As pain improves, the therapist can teach you exercises that can increase your flexibility, strengthen your back and abdominal muscles, and improve your posture. Regular use of these techniques can help prevent pain from returning.
Surgery
Few people need surgery for back pain. If you have unrelenting pain associated with radiating leg pain or progressive muscle weakness caused by nerve compression, you may benefit from surgery. Otherwise, surgery usually is reserved for pain related to structural problems, such as narrowing of the spine (spinal stenosis) or a herniated disk, that hasn't responded to other therapy.

Prevention|
You may be able to avoid back pain or prevent its recurrence by improving your physical condition and learning and practicing proper body mechanics.
How keep your back healthy and strong:
Exercise. Regular low-impact aerobic activities — those that don't strain or jolt your back — can increase strength and endurance in your back and allow your muscles to function better. Walking and swimming are good choices. Talk with your doctor about which activities are best for you.
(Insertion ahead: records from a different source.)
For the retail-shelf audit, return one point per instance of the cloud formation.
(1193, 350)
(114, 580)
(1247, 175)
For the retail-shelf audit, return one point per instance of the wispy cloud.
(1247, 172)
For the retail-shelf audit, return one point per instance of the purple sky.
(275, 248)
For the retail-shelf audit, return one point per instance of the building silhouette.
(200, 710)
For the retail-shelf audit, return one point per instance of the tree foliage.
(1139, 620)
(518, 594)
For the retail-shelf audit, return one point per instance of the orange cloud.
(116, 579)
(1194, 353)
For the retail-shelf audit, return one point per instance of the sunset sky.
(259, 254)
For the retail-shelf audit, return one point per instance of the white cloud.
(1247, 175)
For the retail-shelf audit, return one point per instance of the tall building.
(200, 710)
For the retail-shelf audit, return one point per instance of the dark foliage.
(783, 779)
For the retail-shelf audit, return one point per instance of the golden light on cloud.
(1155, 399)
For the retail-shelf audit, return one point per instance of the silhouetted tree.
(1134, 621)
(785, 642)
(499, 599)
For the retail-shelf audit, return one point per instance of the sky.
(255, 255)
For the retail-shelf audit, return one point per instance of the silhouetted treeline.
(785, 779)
Build muscle strength and flexibility. Abdominal and back muscle exercises (core-strengthening exercises) help condition these muscles so that they work together like a natural corset for your back. Flexibility in your hips and upper legs aligns your pelvic bones to improve how your back feels. Your doctor or physical therapist can tell which exercises are right for you.
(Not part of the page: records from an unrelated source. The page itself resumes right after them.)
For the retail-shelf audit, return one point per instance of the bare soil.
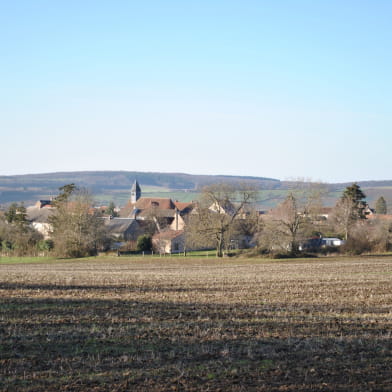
(179, 324)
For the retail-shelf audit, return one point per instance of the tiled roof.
(120, 225)
(182, 206)
(167, 234)
(158, 202)
(36, 214)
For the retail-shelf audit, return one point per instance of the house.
(169, 241)
(125, 229)
(164, 212)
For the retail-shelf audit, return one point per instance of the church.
(162, 218)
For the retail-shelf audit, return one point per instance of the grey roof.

Maintain a healthy weight. Being overweight strains back muscles. If you're overweight, trimming down can prevent back pain.
How to use proper body mechanics:
Stand smart. Maintain a neutral pelvic position. If you must stand for long periods, place one foot on a low footstool to take some of the load off your lower back. Alternate feet. Good posture can reduce the stress on back muscles.
Sit smart. Choose a seat with good lower back support, armrests and a swivel base. Consider placing a pillow or rolled towel in the small of your back to maintain its normal curve. Keep your knees and hips level. Change your position frequently, at least every half-hour.

Lift smart. Avoid heavy lifting, if possible, but if you must lift something heavy, let your legs do the work. Keep your back straight — no twisting — and bend only at the knees. Hold the load close to your body. Find a lifting partner if the object is heavy or awkward.